Heavy-tailed noise in nonconvex stochastic optimization has garnered increasing research interest, as empirical studies, including those on training attention models, suggest it is a more realistic gradient noise condition. This paper studies first-order nonconvex stochastic optimization under heavy-tailed gradient noise in a decentralized setup, where each node can only communicate with its direct neighbors in a predefined graph.
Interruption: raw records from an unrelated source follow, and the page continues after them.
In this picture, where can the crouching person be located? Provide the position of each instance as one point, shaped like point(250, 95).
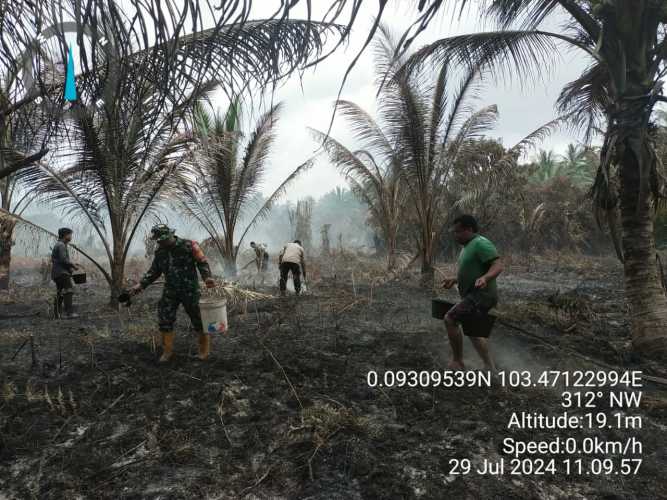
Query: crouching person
point(178, 260)
point(61, 273)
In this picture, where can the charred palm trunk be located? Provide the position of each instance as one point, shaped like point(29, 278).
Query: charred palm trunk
point(229, 258)
point(117, 273)
point(646, 300)
point(6, 242)
point(391, 249)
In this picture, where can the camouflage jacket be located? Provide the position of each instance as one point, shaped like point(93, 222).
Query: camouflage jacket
point(61, 264)
point(179, 264)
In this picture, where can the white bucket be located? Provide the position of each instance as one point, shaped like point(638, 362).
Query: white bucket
point(213, 315)
point(290, 286)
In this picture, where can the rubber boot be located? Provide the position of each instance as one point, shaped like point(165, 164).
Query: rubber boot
point(204, 346)
point(167, 346)
point(58, 305)
point(69, 307)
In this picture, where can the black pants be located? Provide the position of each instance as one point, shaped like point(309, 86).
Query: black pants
point(65, 288)
point(285, 269)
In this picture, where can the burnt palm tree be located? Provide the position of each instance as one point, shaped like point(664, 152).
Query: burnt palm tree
point(127, 134)
point(373, 174)
point(225, 174)
point(625, 42)
point(547, 166)
point(20, 134)
point(428, 122)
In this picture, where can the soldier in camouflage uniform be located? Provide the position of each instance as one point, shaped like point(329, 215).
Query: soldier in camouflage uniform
point(178, 260)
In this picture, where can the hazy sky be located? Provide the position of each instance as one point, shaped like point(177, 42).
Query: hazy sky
point(309, 102)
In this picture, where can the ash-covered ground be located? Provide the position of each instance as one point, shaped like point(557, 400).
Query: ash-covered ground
point(283, 408)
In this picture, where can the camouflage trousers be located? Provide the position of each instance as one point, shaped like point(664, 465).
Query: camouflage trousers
point(167, 309)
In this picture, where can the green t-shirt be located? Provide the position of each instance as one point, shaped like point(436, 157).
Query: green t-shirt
point(474, 261)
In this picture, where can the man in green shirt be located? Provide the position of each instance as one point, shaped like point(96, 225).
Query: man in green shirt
point(478, 266)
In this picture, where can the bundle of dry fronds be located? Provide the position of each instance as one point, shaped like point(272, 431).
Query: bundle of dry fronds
point(233, 293)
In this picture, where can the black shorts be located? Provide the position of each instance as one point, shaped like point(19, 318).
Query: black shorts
point(472, 316)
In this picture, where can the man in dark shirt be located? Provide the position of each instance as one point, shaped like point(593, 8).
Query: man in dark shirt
point(178, 260)
point(61, 273)
point(478, 266)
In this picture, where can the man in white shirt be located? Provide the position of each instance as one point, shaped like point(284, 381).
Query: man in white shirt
point(291, 259)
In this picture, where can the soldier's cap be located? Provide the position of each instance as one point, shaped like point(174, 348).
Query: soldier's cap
point(162, 232)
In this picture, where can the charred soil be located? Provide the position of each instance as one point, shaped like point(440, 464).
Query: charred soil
point(283, 408)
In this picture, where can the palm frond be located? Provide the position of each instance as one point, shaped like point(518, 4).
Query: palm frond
point(503, 53)
point(275, 196)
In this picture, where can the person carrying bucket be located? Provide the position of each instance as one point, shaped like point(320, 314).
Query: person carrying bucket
point(291, 259)
point(178, 260)
point(478, 267)
point(61, 273)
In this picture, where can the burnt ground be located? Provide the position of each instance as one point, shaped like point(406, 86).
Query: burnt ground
point(283, 409)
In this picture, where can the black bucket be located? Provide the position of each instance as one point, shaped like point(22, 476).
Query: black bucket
point(79, 278)
point(477, 326)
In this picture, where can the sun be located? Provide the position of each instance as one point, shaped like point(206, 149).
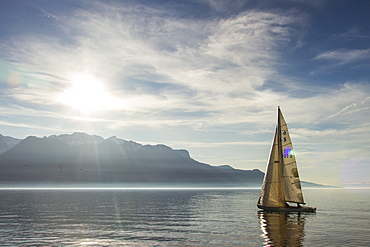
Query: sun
point(88, 95)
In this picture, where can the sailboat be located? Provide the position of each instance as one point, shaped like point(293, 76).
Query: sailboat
point(281, 189)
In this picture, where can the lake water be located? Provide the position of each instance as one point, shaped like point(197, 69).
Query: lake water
point(179, 218)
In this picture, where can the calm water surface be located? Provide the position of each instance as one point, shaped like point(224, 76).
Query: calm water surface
point(178, 218)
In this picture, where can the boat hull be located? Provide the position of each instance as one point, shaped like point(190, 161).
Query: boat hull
point(288, 209)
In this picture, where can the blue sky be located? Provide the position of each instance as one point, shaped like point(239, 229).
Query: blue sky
point(206, 76)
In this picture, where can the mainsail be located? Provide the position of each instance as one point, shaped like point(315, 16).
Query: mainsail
point(291, 182)
point(272, 192)
point(281, 183)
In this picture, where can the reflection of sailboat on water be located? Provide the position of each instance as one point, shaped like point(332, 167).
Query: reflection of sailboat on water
point(282, 228)
point(281, 184)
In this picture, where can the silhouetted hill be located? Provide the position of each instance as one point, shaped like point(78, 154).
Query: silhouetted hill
point(83, 158)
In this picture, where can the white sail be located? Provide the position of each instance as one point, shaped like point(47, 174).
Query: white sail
point(272, 192)
point(291, 181)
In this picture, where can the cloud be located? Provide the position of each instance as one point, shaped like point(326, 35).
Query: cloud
point(344, 56)
point(192, 66)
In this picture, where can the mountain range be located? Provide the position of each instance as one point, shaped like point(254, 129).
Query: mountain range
point(80, 158)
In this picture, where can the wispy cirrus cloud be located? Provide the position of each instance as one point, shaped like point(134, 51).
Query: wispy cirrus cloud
point(344, 56)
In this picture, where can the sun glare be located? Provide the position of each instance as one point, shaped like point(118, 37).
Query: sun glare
point(88, 95)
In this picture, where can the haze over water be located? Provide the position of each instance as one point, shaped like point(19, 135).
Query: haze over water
point(203, 217)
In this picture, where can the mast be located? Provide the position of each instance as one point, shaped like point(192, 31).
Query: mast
point(290, 178)
point(272, 191)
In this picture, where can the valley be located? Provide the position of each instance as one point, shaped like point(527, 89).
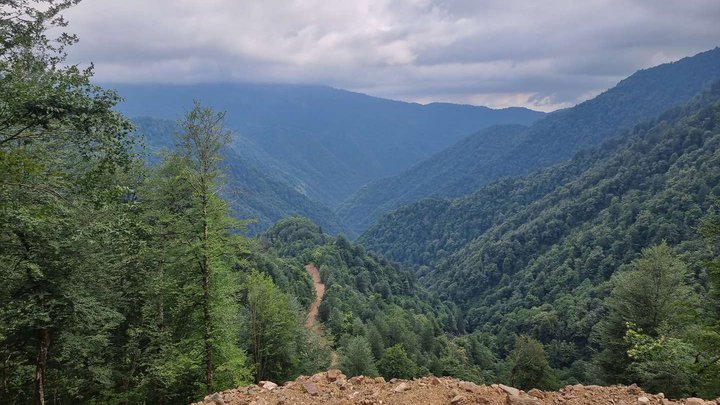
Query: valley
point(219, 222)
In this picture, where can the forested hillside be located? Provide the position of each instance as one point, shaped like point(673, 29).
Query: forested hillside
point(535, 255)
point(333, 141)
point(487, 156)
point(254, 189)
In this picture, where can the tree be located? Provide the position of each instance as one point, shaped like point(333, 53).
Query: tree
point(529, 367)
point(356, 357)
point(270, 329)
point(212, 245)
point(652, 296)
point(395, 363)
point(59, 138)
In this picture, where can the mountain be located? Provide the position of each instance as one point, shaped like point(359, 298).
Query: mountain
point(533, 255)
point(255, 189)
point(333, 141)
point(499, 151)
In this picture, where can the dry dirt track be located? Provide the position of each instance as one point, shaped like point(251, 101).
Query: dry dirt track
point(320, 291)
point(333, 388)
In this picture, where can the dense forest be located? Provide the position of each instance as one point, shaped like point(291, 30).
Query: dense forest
point(128, 275)
point(254, 188)
point(540, 255)
point(130, 282)
point(503, 151)
point(333, 141)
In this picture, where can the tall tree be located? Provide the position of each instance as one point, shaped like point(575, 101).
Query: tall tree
point(651, 296)
point(270, 328)
point(58, 136)
point(212, 244)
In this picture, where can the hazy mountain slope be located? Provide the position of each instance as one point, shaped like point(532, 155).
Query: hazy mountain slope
point(447, 173)
point(543, 246)
point(255, 189)
point(334, 141)
point(641, 96)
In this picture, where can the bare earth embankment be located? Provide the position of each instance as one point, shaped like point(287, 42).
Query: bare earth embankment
point(332, 387)
point(319, 292)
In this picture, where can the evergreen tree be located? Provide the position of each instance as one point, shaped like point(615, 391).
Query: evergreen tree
point(356, 357)
point(529, 366)
point(270, 329)
point(395, 363)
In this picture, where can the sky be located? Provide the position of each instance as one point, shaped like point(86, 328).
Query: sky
point(543, 55)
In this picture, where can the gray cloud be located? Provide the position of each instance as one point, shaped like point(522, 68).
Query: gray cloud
point(543, 55)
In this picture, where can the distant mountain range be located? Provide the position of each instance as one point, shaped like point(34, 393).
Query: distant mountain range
point(511, 151)
point(301, 150)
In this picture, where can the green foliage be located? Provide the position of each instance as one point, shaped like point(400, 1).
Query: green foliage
point(357, 358)
point(513, 151)
point(528, 363)
point(534, 255)
point(270, 327)
point(395, 363)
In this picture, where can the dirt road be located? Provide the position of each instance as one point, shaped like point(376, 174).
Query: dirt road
point(320, 291)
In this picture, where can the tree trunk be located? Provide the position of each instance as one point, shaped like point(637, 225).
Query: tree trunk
point(206, 301)
point(40, 365)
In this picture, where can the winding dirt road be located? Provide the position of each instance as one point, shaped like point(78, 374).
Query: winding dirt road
point(320, 291)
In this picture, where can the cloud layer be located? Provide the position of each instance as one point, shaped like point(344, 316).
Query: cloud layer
point(543, 55)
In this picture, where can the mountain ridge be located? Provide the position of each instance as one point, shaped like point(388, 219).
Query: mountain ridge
point(555, 137)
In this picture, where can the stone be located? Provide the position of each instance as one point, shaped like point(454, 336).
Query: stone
point(402, 387)
point(268, 385)
point(333, 375)
point(536, 393)
point(518, 400)
point(310, 388)
point(509, 390)
point(469, 387)
point(457, 399)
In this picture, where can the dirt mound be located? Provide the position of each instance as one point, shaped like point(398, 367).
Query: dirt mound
point(332, 387)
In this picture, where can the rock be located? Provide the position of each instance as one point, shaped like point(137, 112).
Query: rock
point(268, 385)
point(469, 387)
point(310, 388)
point(509, 390)
point(518, 400)
point(402, 387)
point(536, 393)
point(457, 399)
point(333, 375)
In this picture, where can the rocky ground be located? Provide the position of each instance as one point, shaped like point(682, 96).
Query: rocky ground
point(332, 387)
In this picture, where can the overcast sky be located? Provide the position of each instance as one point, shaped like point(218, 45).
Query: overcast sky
point(540, 54)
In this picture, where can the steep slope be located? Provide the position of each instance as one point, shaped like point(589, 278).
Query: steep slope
point(331, 387)
point(334, 141)
point(532, 255)
point(255, 189)
point(641, 96)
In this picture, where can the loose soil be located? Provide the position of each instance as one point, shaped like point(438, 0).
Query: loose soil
point(332, 387)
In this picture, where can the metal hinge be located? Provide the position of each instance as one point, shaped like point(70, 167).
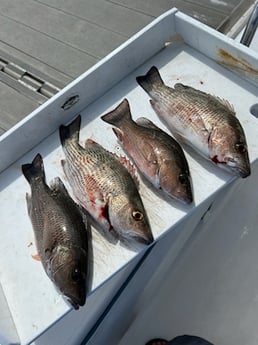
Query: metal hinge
point(27, 79)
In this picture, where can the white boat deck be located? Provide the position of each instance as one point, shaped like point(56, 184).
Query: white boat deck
point(46, 44)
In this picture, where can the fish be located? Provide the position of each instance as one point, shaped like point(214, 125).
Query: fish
point(207, 123)
point(157, 155)
point(104, 187)
point(60, 233)
point(180, 340)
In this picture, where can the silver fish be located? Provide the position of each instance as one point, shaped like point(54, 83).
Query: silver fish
point(103, 186)
point(60, 233)
point(207, 123)
point(156, 154)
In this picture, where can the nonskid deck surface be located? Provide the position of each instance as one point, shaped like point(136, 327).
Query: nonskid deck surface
point(46, 44)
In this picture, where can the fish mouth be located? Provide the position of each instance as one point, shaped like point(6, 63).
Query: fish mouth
point(76, 302)
point(241, 171)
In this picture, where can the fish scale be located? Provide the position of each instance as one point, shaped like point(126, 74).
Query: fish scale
point(205, 122)
point(156, 154)
point(61, 236)
point(103, 186)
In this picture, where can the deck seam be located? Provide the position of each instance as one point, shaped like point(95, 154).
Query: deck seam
point(84, 19)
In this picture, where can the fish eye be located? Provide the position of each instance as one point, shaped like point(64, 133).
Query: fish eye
point(240, 147)
point(137, 215)
point(183, 178)
point(76, 275)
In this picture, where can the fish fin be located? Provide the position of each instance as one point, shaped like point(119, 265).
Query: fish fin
point(118, 133)
point(34, 169)
point(98, 203)
point(56, 185)
point(29, 204)
point(226, 104)
point(152, 77)
point(119, 115)
point(143, 121)
point(222, 101)
point(71, 131)
point(36, 257)
point(130, 167)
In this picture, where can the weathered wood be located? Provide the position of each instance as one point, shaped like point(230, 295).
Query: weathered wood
point(52, 52)
point(119, 19)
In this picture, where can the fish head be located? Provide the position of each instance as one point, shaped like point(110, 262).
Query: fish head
point(68, 270)
point(228, 149)
point(175, 181)
point(129, 219)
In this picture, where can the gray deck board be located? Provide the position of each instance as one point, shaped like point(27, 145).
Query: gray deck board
point(102, 13)
point(13, 106)
point(52, 52)
point(62, 38)
point(91, 39)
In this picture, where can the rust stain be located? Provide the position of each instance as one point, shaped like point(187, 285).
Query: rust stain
point(232, 61)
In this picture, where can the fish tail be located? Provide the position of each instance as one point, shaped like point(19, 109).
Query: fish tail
point(119, 115)
point(150, 79)
point(34, 170)
point(70, 131)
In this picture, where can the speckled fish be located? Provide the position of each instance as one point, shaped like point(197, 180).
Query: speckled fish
point(156, 154)
point(60, 233)
point(205, 122)
point(103, 186)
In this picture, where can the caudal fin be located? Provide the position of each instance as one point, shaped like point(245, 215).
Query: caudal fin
point(151, 79)
point(34, 170)
point(71, 131)
point(119, 115)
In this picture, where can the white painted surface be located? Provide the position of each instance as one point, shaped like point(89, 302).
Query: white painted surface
point(25, 284)
point(209, 290)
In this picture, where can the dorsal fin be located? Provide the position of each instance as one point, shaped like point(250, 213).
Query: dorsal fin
point(143, 121)
point(226, 104)
point(130, 167)
point(120, 115)
point(222, 101)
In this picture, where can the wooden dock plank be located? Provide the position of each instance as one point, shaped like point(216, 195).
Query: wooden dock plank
point(72, 31)
point(52, 52)
point(124, 21)
point(14, 106)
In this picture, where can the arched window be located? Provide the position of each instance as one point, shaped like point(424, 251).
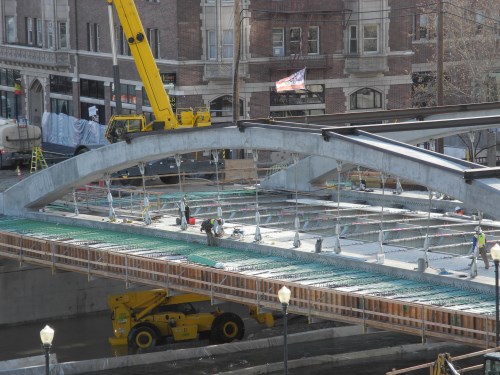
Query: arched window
point(366, 98)
point(223, 106)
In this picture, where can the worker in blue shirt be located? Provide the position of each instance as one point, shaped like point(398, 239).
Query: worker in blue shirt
point(479, 240)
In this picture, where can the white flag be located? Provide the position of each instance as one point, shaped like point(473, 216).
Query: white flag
point(294, 82)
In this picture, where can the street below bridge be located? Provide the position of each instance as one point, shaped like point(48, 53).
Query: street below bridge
point(85, 338)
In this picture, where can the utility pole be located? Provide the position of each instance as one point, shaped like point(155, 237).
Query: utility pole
point(236, 63)
point(439, 68)
point(116, 71)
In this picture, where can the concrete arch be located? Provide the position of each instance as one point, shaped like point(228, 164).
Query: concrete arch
point(436, 171)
Specifically, we consider a class of heavy-tailed gradient noise that is zero-mean and has only $p$-th moment for $p \in (1, 2]$. We propose GT-NSGDm, Gradient Tracking based Normalized Stochastic Gradient Descent with momentum, that utilizes normalization, in conjunction with gradient tracking and momentum, to cope with heavy-tailed noise on distributed nodes. We show that, when the communication graph admits primitive and doubly stochastic weights, GT-NSGDm guarantees, for the \textit{first} time in the literature, that the expected gradient norm converges at an optimal non-asymptotic rate $O\big(1/T^{(p-1)/(3p-2)}\big)$, which matches the lower bound in the centralized setup. When tail index $p$ is unknown, GT-NSGDm attains a non-asymptotic rate $O\big( 1/T^{(p-1)/(2p)} \big)$ that is, for $p < 2$, topology independent and has a speedup factor $n^{1-1/p}$ in terms of the number of nodes $n$. Finally, experiments on nonconvex linear regression with tokenized synthetic data and decentralized training of language models on a real-world corpus demonstrate that GT-NSGDm is more robust and efficient than baselines.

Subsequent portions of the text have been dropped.